Article published on June 10, 2014
Japan's Legalization Of Casino Gambling Will Miss The 2020 OlympicsBy: Harper Whitefield
Even with the backing of major casino operators, the bill to allow casinos to enter the Japanese market may not pass in time to benefit from the tourist dollars coming from the 2020 Olympic Games.
Major casino developers such as MGM and Sands have been supporting the push for Japan's parliament to finalize a bill which would allow casino gambling in the country. This extends even so far as Sheldon Adelson publicly giving the advice that casino operators need to expand into the Asian markets in order to continue their growth. His casino in Singapore, the Marina Bay Sands, will soon be toured by Shinzo Abe, the Japanese Prime Minister, and hopes that this visit will help encourage him to push through the new law. He was quoted as saying, "he may just tell an aide to get on the phone and tell the Diet to push it through."

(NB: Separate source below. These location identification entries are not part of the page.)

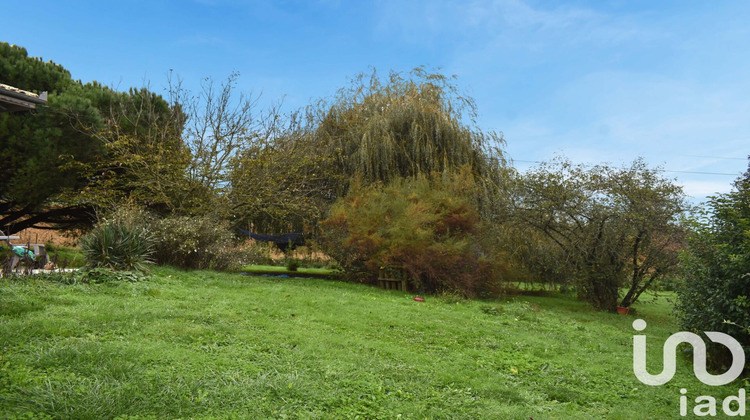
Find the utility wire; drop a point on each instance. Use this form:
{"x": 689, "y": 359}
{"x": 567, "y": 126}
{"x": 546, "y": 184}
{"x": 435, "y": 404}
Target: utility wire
{"x": 663, "y": 170}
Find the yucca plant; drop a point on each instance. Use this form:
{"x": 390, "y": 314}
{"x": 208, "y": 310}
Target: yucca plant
{"x": 119, "y": 246}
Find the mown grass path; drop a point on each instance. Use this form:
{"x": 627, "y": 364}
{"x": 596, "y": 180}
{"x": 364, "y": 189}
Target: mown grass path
{"x": 213, "y": 345}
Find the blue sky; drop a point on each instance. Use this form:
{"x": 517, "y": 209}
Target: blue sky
{"x": 596, "y": 81}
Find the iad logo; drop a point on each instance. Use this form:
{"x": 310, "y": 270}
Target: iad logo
{"x": 706, "y": 405}
{"x": 699, "y": 357}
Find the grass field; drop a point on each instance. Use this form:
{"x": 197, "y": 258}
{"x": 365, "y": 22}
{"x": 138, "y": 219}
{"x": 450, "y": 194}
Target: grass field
{"x": 212, "y": 345}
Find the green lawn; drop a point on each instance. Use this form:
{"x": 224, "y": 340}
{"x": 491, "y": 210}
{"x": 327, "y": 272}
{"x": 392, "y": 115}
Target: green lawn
{"x": 212, "y": 345}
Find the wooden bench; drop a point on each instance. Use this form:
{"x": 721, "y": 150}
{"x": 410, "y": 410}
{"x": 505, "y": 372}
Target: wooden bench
{"x": 41, "y": 258}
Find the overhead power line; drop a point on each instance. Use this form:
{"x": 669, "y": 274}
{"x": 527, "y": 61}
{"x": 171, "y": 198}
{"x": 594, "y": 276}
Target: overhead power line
{"x": 663, "y": 170}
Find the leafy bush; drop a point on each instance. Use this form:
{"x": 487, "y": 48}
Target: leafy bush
{"x": 196, "y": 242}
{"x": 427, "y": 229}
{"x": 292, "y": 265}
{"x": 118, "y": 245}
{"x": 716, "y": 268}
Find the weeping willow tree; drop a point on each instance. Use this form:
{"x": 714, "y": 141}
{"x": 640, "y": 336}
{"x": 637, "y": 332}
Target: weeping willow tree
{"x": 379, "y": 130}
{"x": 374, "y": 131}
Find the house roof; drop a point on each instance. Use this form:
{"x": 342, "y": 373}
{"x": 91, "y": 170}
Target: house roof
{"x": 14, "y": 99}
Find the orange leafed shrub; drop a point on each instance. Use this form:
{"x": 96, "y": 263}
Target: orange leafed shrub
{"x": 428, "y": 229}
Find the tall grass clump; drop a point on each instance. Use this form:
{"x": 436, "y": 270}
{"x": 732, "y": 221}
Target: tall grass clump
{"x": 118, "y": 245}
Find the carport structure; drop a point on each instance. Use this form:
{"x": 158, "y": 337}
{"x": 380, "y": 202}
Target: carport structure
{"x": 13, "y": 99}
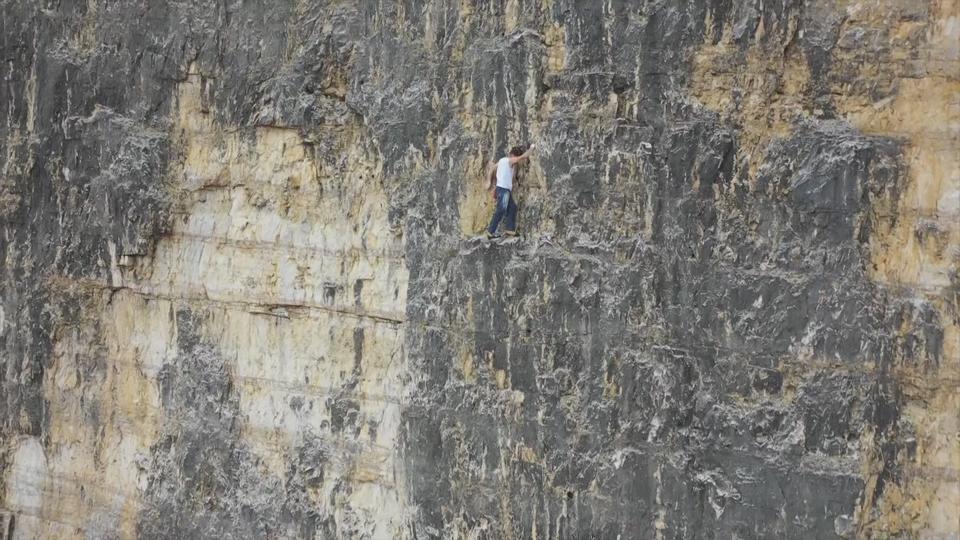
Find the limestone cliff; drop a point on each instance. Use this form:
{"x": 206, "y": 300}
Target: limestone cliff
{"x": 243, "y": 292}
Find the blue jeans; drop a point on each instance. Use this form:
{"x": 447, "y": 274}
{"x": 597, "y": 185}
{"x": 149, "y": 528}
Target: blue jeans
{"x": 505, "y": 207}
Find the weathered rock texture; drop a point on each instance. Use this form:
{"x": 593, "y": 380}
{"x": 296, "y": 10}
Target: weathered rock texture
{"x": 243, "y": 296}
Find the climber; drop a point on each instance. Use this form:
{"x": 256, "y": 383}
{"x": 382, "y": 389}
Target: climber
{"x": 502, "y": 192}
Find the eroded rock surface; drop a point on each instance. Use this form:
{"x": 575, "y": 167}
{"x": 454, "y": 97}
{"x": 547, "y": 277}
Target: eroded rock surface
{"x": 243, "y": 290}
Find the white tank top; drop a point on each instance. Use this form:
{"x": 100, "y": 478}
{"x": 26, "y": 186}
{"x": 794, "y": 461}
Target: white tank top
{"x": 504, "y": 174}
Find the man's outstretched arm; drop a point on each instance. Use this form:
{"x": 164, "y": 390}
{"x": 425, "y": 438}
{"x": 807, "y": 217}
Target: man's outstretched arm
{"x": 525, "y": 155}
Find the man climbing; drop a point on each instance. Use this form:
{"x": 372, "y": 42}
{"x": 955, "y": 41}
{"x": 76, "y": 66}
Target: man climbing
{"x": 503, "y": 191}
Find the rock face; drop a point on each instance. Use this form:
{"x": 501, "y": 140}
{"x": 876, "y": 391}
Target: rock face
{"x": 243, "y": 293}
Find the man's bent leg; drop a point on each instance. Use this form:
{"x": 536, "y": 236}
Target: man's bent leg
{"x": 499, "y": 211}
{"x": 511, "y": 215}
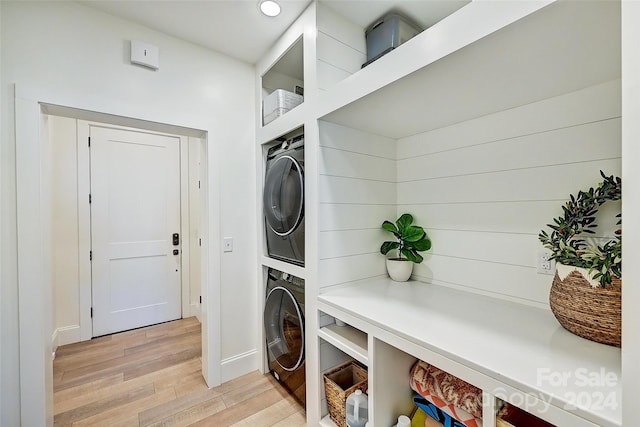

Meanwhile, Japanese parliament, Diet, is currently in session and looks to be ready to address the bill before June 22nd when their scheduled meeting time ends. As of the time of writing, the bill did not make the requirement of being sent up to the legislature with more than 20 days before the end of the session so it will definitely not be seeing further action during this session. However, this does mean that those in favour of the bill will have more time to recruit more opposing or undecided members of parliament to their side of the discussion.
This may be a blessing in disguise as the Liberal Democratic Party, the group most on the side of legalizing casinos in Japan, have not enough of a sway over the House in order to make it happen with their votes alone. At the very least, the bill was not outright defeated and there is now time for them to change the minds of their partner in a coalition, the New Komeito Party. This second group is more hesitant about the bill but has not taken a stand against it either. With more time to display the benefits and for the Prime Minister to see how a proper establishment is run, it may very well see the light of day again.
Unfortunately, this delay means that there may not be enough time before the 2020 Olympics for the bill to pass and casinos, and the oft accompanying hotels, to be built, with fully trained staff and filled with all the things needed to operate fluidly. Though this major event with tourist dollars flowing through would have been great for the nation's first start up casinos, even when they do come to pass, they will still do quite well with the enormous population of Japan and the novelty of the business.